Incidentally it is not just the little ones working on their big dreams who are struggling to complete their projects "for want of a nail." Industrial/ heavy equipment makers routinely find that critical parts go out-of-stock at the most inopportune hour. The missing spare holds up a component, which in turn holds up a sub-assembly, which in turn holds up an assembly, which in turn holds up the whole equipment resulting in heavy penalties. Sure, unlike my little neighbor or as in the proverb these companies are not losing townships & kingdoms. But penalties that sometimes run into millions of dollars aren't small change either. And we haven't even counted the mid-to-long term impact of customer loyalty!
In most cases manufacturers had responded by increasing their component inventory over the years. That means more carrying cost, but they hoped to recoup the expense from reduced penalties and lost sales. But alas, that was not to be. Most of them haven't seen any notable decrease in the incidence of such missing part induced delays. The problem lies in the complexity of the equipment that are manufactured. In many cases there will be customizations that increase the complexity further. Out of the hundreds of thousands of parts that go into the product there are too many that can stop the assembly line.
Most personnel on the floor will have a handle on the top 10-30% parts (by value). But the equipment cannot be shipped even if a part that is part of the "long tail" is missing. And that is where an operational intelligence system can help. Imagine a system that gives a tree view of the assemblies and clearly highlights the ones that are in danger of missing the timelines. It not only highlights the high-level assemblies that are in trouble but will also allow the user to drill-down to the components or parts that are the root-cause. 3PL delay, vendor shipping the wrong component, inventory getting scrapped or anything else – In real-time users are immediately alerted to anything that affects the production schedule or repair schedule of the equipment. So, how is that done? Fairly straight forward – data about the BOM, the production/project schedule, component inventory, related purchase requisitions and inbound shipments are acquired continuously, and analyzed in real-time. That is enough not just to highlight what is about to go wrong, but also to prescribe action to prevent the forecasted trouble... like working with customs to get a consignment cleared.
There are a host of other benefits that Operational Intelligence can provide heavy/ industrial equipment makers. For example, given the deep supply chain, risk-mitigation is not just about tracking tier-1 suppliers. Tracking even the 3rd tier becomes necessary. One company told me how they were procuring critical parts from 3 vendors to mitigate risk, but when there was a shortage they realized that all 3 vendors were outsourcing to the same tier-2 vendor! With an effective Operational Intelligence system this anomaly would have been detected long before things went south.

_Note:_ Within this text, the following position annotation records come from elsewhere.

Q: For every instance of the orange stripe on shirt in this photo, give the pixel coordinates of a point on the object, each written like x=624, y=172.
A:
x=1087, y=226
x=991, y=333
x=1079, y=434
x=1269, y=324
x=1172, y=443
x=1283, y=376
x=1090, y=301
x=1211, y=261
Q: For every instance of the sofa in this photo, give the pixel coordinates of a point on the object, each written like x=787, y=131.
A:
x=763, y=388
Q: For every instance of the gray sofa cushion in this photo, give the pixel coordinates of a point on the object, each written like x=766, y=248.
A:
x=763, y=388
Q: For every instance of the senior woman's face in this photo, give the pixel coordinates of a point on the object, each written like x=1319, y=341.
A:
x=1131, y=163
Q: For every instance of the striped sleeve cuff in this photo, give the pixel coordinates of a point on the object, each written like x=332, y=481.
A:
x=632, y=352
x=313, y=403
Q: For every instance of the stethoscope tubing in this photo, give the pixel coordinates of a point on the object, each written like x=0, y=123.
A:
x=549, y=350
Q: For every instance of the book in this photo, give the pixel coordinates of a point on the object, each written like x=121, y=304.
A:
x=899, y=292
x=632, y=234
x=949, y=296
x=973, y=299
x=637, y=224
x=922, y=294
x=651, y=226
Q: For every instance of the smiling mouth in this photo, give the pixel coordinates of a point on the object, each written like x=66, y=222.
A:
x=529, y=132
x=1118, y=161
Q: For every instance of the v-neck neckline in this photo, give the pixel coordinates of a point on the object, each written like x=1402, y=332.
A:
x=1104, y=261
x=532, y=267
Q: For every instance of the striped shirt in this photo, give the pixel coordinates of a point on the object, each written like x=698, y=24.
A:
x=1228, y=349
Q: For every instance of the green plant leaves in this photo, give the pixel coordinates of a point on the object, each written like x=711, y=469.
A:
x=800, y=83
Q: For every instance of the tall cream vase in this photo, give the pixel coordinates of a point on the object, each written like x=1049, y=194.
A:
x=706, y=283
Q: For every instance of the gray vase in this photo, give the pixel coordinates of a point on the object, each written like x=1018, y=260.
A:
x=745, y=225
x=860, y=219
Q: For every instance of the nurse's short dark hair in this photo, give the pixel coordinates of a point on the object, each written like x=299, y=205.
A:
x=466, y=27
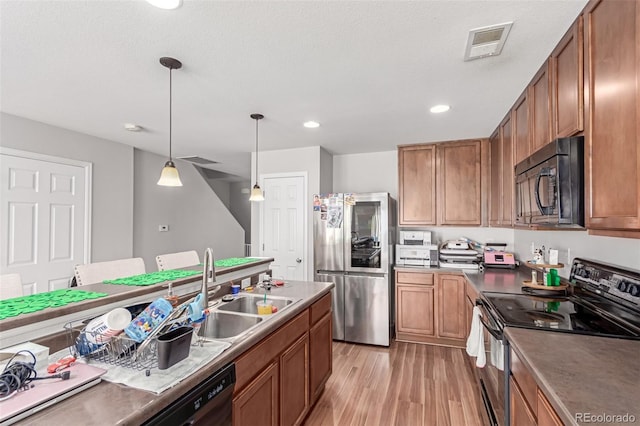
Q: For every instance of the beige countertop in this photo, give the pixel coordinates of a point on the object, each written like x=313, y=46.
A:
x=582, y=375
x=114, y=404
x=31, y=326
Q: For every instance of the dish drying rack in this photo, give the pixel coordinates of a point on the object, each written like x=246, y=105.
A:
x=120, y=349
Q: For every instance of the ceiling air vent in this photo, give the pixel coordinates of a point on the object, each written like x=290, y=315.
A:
x=486, y=41
x=198, y=160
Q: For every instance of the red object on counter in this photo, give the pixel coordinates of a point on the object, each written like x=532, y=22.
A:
x=61, y=364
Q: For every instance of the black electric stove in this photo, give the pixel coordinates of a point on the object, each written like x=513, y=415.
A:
x=602, y=300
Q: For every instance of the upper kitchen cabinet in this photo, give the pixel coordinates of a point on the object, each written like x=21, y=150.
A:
x=417, y=181
x=460, y=183
x=612, y=107
x=521, y=134
x=540, y=104
x=501, y=181
x=567, y=77
x=441, y=183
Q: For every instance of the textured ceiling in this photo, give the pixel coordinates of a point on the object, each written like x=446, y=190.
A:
x=367, y=71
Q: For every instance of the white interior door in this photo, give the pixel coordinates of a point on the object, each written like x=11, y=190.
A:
x=284, y=224
x=44, y=218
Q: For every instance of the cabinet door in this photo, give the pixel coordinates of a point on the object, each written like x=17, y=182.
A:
x=540, y=104
x=521, y=414
x=294, y=382
x=320, y=356
x=417, y=180
x=546, y=414
x=612, y=49
x=459, y=183
x=451, y=306
x=521, y=134
x=508, y=180
x=414, y=310
x=567, y=78
x=258, y=403
x=495, y=179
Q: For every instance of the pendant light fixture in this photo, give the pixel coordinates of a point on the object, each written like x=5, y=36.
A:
x=169, y=175
x=256, y=192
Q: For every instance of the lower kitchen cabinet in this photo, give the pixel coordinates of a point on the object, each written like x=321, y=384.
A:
x=294, y=382
x=279, y=379
x=521, y=413
x=430, y=308
x=320, y=355
x=258, y=403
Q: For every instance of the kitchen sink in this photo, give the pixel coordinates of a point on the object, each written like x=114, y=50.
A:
x=246, y=304
x=220, y=325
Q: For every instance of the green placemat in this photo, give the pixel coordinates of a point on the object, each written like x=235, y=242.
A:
x=153, y=277
x=37, y=302
x=234, y=261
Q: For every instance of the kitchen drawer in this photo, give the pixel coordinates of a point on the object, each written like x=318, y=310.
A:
x=526, y=383
x=426, y=278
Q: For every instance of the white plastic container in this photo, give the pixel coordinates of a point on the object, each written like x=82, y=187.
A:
x=103, y=328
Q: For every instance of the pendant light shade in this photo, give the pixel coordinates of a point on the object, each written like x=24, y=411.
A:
x=256, y=192
x=169, y=175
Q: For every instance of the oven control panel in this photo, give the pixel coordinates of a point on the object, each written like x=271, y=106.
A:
x=607, y=279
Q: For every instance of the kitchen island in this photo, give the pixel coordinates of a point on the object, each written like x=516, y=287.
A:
x=113, y=404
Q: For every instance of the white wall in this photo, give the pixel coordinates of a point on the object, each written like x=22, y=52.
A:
x=371, y=172
x=197, y=218
x=112, y=200
x=571, y=244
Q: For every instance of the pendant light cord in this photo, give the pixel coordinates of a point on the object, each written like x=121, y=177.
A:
x=257, y=151
x=170, y=117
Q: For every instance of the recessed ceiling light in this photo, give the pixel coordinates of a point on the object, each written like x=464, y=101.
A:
x=132, y=127
x=436, y=109
x=166, y=4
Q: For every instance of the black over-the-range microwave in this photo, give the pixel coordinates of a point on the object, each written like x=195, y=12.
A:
x=550, y=185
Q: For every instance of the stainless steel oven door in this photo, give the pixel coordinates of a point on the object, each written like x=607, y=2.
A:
x=494, y=383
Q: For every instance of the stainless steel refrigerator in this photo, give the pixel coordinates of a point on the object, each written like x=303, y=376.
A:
x=353, y=247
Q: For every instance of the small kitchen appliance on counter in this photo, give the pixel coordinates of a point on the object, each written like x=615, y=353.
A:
x=458, y=254
x=496, y=256
x=415, y=249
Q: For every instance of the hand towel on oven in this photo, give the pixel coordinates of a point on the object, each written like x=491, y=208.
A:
x=475, y=341
x=497, y=353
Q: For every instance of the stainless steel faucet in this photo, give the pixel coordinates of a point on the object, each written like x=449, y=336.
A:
x=208, y=276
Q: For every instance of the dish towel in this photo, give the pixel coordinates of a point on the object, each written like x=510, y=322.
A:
x=497, y=353
x=475, y=341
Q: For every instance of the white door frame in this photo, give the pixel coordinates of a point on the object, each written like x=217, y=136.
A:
x=88, y=172
x=305, y=218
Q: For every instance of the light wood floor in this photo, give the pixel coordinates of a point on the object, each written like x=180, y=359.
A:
x=406, y=384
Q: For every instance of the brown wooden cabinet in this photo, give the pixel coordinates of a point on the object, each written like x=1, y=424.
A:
x=258, y=403
x=459, y=183
x=451, y=306
x=612, y=102
x=431, y=308
x=417, y=185
x=521, y=133
x=294, y=382
x=567, y=77
x=546, y=414
x=320, y=354
x=279, y=379
x=441, y=183
x=540, y=104
x=521, y=413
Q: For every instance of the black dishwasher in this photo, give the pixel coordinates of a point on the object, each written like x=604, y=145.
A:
x=208, y=403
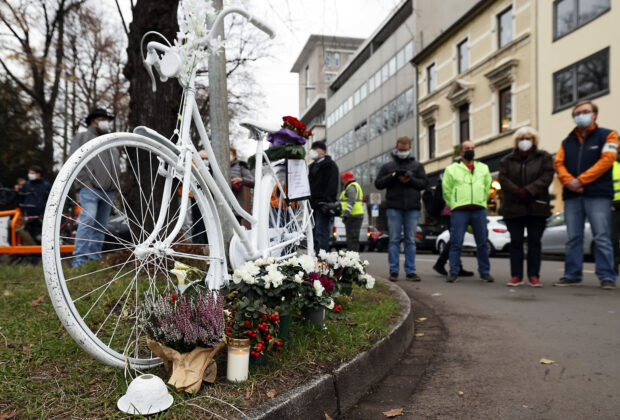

Track & trace of components, real-time view of spare-parts inventory versus failures on the field, maintenance contract & warranty related alerts etc. to name a few are additional benefits. I will defer the details of those for a later post. For now, I hope this inspires some managers to stop losing millions to the proverbial missing nail. After all, we have moved on from horses and knights. It is time enterprise systems also caught up :). It is time for Real-time Operational Intelligence!